Paper PS2-TuA2
RF Discharge under the Influence of a Magnetic Field

Tuesday, October 16, 2007, 2:00 pm, Room 607

We examined the effects of an externally applied magnetic field (0 to 150 Gauss) on a capacitive 13.56 MHz argon discharge in a Gaseous Electronics Conference (GEC) reference cell. The electrical characteristics of the discharge were measured as functions of applied magnetic field and rf power. At fixed power the rf voltage decreased with increasing magnetic field. The discharge impedance was predominantly capacitive and became more resistive as the electron mobility decreased with increasing magnetic field. We also measured the effect that the magnetic field had on the spatial distribution of the plasma in vertical planes parallel and perpendicular to the direction of the magnetic field using Langmuir probes, optical emission, and laser induced fluorescence.

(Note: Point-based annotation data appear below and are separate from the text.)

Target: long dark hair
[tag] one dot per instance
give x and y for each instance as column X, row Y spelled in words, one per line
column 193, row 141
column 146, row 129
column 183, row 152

Due to ExB forces, the distribution of excited states in the plasma remained radially symmetric in the plane parallel to the magnetic field and became skewed in the plane perpendicular to the magnetic field. The degree of skew depended on the state probed. Finally, we examined the temporal evolution of the electric fields in the plasma. In the presence of magnetic field, the sheath thickness decreased and most of the voltage drop was contained within the sheath. Consistent with dc voltage trends, there was no significant sheath reversal observed at higher magnetic fields. Comparisons of the results presented here are made to trends predicted by models and simulations found in the literature.